Sort of. At a certain threshold, everything is untested. I’d put this closer to modified than untested—the general config was tested in Artemis I and the specific configuration in a variety of ground tests.
It failed testing. What you’re describing is the exact same thinking that destroyed Challenger. The O-rings are leaking, they’re not supposed to do that at all, but they’re not leaking enough to cause a failure....
Artemis II is scheduled for re-entry to Earth on April 10th. That is when the heat shield issue will be the most dangerous.
If it fails and the mission fails with loss of life while knowing it went ahead despite the IG report about the heat shield... It might be the end of NASA.

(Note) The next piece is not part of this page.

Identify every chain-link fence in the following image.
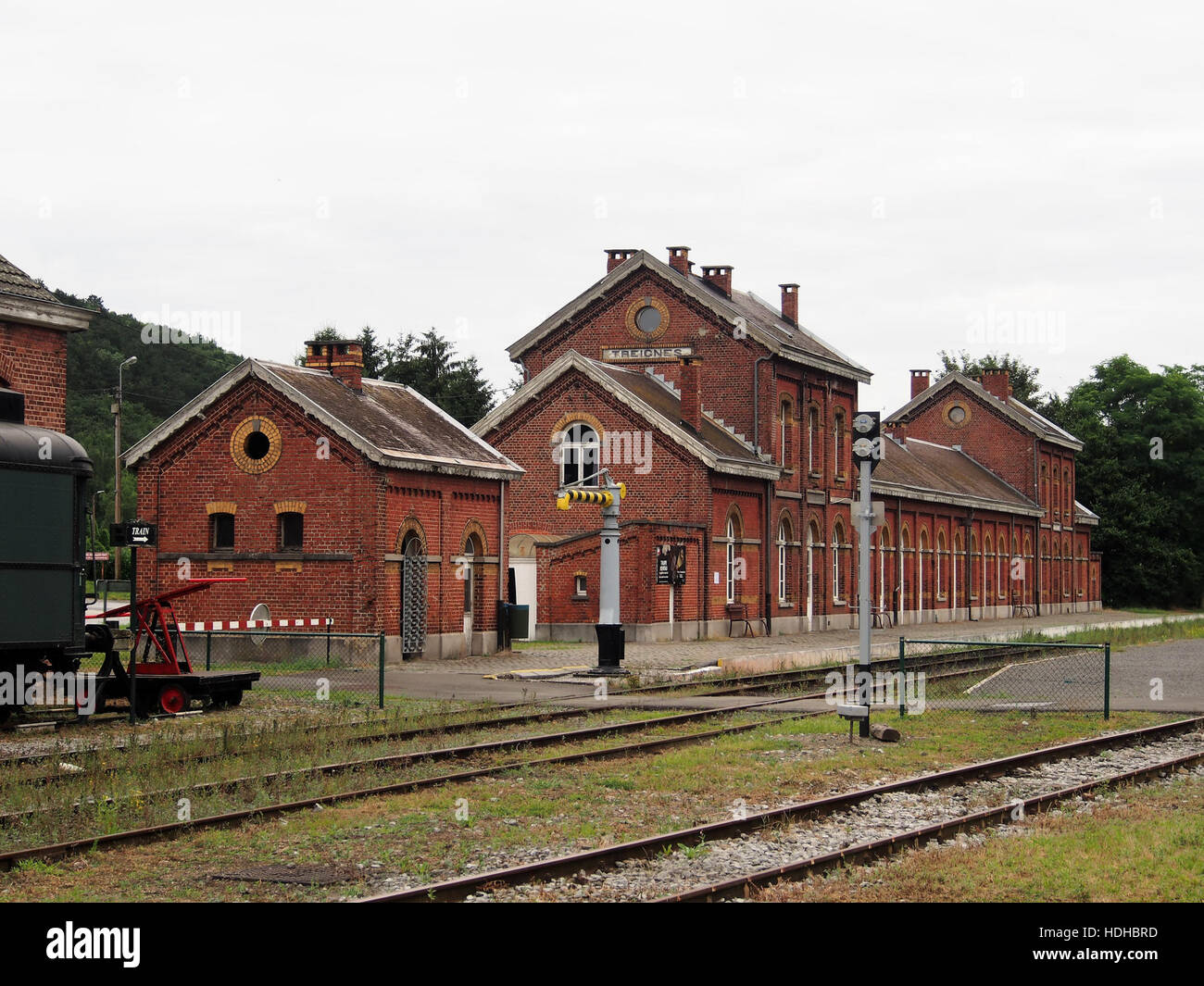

For manned spaceflight, I'd say it already has. NASA itself has launched a grand total of one manned flight since July 2011. China has launched 14 and SpaceX has launched 20. Worse, the NASA vehicle is completely unsustainable. It was obsolete before it ever flew and it's so expensive that the mission launched yesterday likely costs more than the entire R&D cost of SpaceX's rocket and capsule. Probably China's too.
The problem is that the purpose of NASA's manned spaceflight program isn't to explore space. It's to make the President look good (and I'm not just talking about the current one here) and funnel money to contractors. In that respect it's doing quite well.
Sort of. At a certain threshold, everything is untested. I’d put this closer to modified than untested—the general config was tested in Artemis I and the specific configuration in a variety of ground tests.